I can get the identical result with:

<?php
echo mb_encode_numericentity( htmlentities( $text, ENT_QUOTES, 'UTF-8' ), [0x80, 0x10FFFF, 0, ~0], 'UTF-8' );
?>

The output contains well-known named entities for some often used characters and numeric entities for the rest.

down

francois at bonzon point com ¶

16 years ago

aaron, to discard unsupported characters instead of printing a ?, you might as well simply set the configuration directive:

mbstring.substitute_character = "none"

in your php.ini. Be sure to include the quotes around none.
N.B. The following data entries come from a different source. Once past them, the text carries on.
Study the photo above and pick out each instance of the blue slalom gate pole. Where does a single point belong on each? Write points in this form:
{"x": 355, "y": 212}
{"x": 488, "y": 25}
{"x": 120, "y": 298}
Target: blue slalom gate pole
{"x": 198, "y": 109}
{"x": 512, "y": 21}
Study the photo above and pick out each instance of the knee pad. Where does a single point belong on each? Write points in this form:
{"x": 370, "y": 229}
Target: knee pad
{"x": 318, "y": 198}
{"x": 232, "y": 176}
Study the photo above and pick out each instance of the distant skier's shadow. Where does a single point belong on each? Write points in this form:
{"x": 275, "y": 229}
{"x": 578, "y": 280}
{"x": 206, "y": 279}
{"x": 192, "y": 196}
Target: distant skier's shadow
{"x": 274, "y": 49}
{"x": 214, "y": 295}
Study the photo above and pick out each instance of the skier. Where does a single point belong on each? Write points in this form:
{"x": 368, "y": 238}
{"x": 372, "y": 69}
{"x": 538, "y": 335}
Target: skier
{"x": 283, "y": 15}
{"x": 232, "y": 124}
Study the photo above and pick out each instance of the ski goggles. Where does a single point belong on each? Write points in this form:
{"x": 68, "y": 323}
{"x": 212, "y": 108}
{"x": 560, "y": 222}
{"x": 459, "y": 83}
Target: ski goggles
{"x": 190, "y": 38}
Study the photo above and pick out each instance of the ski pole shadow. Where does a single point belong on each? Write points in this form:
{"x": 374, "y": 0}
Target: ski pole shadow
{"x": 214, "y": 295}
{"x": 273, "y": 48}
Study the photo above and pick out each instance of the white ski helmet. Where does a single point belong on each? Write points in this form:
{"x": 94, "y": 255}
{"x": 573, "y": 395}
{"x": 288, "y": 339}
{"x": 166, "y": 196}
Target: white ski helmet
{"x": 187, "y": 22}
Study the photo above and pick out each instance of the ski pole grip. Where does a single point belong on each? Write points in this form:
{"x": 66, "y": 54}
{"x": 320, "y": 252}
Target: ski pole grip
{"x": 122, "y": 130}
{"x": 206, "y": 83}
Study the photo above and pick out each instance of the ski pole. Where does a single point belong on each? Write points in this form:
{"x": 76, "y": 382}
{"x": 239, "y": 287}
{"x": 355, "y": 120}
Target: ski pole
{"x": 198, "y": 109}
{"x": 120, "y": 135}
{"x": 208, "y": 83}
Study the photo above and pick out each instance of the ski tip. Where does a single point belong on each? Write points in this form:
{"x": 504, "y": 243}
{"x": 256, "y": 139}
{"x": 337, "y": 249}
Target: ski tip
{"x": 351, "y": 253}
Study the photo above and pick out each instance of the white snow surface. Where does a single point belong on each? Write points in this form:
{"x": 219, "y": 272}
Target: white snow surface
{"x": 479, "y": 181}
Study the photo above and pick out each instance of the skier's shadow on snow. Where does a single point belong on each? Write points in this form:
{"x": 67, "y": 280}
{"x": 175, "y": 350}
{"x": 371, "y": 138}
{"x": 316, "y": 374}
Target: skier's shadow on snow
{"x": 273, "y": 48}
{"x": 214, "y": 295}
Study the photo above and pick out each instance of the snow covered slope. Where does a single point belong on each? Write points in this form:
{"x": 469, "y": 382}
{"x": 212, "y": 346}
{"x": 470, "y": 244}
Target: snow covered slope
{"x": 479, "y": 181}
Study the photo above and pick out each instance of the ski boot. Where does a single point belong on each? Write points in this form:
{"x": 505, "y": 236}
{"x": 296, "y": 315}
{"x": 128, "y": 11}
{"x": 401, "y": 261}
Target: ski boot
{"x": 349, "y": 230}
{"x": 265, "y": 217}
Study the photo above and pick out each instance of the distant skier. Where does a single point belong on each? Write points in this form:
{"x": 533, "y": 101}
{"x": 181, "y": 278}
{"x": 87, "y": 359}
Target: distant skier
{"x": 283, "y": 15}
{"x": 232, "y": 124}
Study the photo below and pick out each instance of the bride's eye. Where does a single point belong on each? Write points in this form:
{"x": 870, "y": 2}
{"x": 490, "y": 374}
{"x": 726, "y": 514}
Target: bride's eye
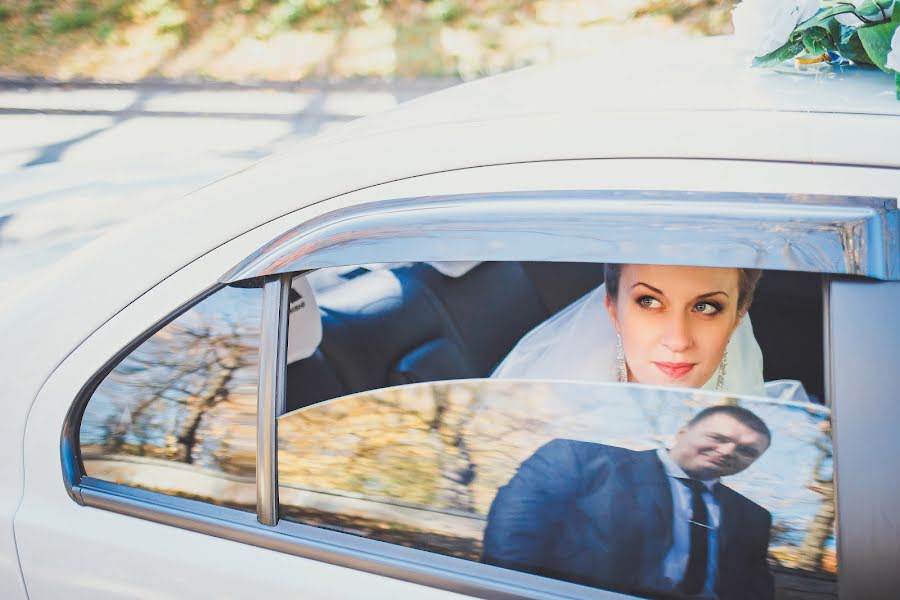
{"x": 707, "y": 308}
{"x": 649, "y": 302}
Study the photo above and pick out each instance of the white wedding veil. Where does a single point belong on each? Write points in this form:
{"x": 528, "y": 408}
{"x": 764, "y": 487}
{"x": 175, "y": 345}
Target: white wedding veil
{"x": 579, "y": 343}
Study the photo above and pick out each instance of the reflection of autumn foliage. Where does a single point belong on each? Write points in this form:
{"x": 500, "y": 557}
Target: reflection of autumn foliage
{"x": 442, "y": 446}
{"x": 187, "y": 394}
{"x": 813, "y": 554}
{"x": 394, "y": 533}
{"x": 420, "y": 465}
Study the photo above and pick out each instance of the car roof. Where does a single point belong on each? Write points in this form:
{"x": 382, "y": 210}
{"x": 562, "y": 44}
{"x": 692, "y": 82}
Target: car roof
{"x": 711, "y": 74}
{"x": 692, "y": 101}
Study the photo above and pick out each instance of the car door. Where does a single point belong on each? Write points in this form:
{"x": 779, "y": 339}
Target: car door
{"x": 92, "y": 535}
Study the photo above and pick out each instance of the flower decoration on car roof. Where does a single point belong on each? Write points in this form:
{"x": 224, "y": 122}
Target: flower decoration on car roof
{"x": 832, "y": 31}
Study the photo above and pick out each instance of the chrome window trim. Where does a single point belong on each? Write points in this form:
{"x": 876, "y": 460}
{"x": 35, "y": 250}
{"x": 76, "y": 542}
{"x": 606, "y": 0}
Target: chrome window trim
{"x": 270, "y": 394}
{"x": 794, "y": 232}
{"x": 340, "y": 549}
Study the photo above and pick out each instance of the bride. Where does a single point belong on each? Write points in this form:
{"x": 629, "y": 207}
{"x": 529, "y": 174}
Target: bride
{"x": 651, "y": 324}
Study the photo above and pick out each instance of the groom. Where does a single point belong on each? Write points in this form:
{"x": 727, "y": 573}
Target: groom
{"x": 649, "y": 522}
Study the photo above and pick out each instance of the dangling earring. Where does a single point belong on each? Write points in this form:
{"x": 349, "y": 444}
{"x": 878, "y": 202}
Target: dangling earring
{"x": 723, "y": 367}
{"x": 621, "y": 369}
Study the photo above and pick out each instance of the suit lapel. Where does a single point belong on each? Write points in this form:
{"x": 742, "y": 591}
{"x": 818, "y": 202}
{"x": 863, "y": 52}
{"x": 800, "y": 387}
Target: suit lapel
{"x": 654, "y": 498}
{"x": 729, "y": 519}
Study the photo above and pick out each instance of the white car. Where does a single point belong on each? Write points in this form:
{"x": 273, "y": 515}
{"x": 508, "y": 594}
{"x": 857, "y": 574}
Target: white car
{"x": 165, "y": 432}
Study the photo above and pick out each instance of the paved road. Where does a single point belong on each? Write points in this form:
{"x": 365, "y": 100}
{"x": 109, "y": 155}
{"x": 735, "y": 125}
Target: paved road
{"x": 76, "y": 160}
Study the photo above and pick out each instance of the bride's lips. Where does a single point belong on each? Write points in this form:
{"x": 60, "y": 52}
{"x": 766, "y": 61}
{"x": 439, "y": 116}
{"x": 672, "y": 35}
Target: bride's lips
{"x": 675, "y": 370}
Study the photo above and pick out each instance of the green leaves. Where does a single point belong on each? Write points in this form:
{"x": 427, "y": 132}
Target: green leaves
{"x": 786, "y": 52}
{"x": 876, "y": 39}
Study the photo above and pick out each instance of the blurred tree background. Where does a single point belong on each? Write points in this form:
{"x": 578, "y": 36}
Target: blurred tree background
{"x": 290, "y": 40}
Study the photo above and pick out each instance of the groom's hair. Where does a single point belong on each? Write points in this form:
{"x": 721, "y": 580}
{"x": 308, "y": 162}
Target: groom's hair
{"x": 747, "y": 280}
{"x": 738, "y": 413}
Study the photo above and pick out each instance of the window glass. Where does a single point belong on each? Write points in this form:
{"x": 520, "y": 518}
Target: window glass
{"x": 577, "y": 481}
{"x": 178, "y": 414}
{"x": 524, "y": 356}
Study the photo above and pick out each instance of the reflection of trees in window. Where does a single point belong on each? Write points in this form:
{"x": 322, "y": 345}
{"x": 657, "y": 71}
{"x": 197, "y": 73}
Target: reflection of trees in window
{"x": 186, "y": 395}
{"x": 420, "y": 465}
{"x": 812, "y": 554}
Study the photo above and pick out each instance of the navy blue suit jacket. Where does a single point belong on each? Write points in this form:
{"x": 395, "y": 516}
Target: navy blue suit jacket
{"x": 595, "y": 514}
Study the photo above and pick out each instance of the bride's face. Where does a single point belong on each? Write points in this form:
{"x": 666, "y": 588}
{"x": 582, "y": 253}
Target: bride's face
{"x": 675, "y": 322}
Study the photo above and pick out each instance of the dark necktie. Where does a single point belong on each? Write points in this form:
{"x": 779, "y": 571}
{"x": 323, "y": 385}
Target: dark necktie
{"x": 698, "y": 558}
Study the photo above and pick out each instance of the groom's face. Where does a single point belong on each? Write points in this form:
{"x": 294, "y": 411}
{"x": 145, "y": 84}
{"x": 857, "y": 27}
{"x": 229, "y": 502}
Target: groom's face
{"x": 717, "y": 446}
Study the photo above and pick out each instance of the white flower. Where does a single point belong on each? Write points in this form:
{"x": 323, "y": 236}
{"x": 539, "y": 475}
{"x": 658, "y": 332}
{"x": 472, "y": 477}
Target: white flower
{"x": 893, "y": 60}
{"x": 851, "y": 20}
{"x": 763, "y": 26}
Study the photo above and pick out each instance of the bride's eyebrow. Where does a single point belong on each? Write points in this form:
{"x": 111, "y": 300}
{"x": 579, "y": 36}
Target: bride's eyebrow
{"x": 658, "y": 291}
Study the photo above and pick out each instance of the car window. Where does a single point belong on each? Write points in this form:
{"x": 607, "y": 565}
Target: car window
{"x": 178, "y": 414}
{"x": 572, "y": 481}
{"x": 367, "y": 327}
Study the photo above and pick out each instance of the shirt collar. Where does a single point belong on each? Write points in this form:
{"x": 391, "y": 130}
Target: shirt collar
{"x": 673, "y": 470}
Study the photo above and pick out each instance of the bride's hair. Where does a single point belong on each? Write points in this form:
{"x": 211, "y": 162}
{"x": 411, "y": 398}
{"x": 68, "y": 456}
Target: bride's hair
{"x": 747, "y": 280}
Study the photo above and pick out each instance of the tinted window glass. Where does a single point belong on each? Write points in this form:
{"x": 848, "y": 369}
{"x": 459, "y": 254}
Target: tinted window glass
{"x": 576, "y": 481}
{"x": 178, "y": 414}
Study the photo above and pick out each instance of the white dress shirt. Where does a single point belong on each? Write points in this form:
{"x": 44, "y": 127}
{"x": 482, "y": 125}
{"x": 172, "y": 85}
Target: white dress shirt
{"x": 676, "y": 560}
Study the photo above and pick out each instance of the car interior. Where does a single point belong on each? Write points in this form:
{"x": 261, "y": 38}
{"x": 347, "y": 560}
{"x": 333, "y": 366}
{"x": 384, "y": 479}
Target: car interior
{"x": 411, "y": 323}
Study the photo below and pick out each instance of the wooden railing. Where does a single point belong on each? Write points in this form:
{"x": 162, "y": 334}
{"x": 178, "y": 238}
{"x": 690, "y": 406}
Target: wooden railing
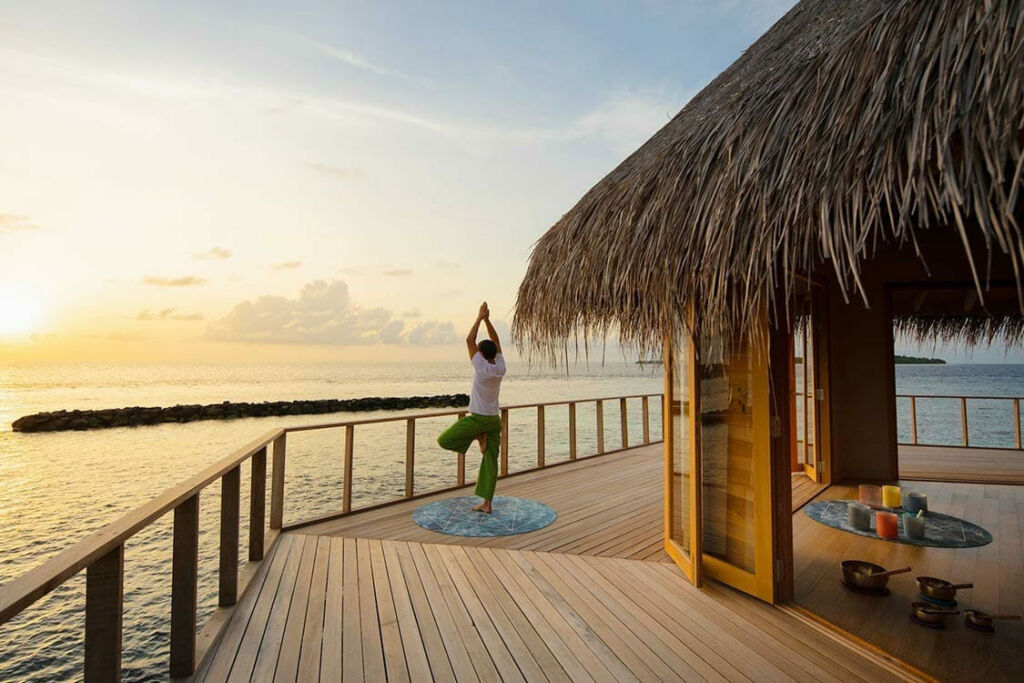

Or at run-time with

<?php
ini_set('mbstring.substitute_character', "none");
?>

down

eion at bigfoot dot com ¶

19 years ago

many people below talk about using 

<?php

    mb_convert_encode($s,'HTML-ENTITIES','UTF-8');

?>

to convert non-ascii code into html-readable stuff.  Due to my webserver being out of my control, I was unable to set the database character set, and whenever PHP made a copy of my $s variable that it had pulled out of the database, it would convert it to nasty latin1 automatically and not leave it in it's beautiful UTF-8 glory.


So [insert korean characters here] turned into ?????.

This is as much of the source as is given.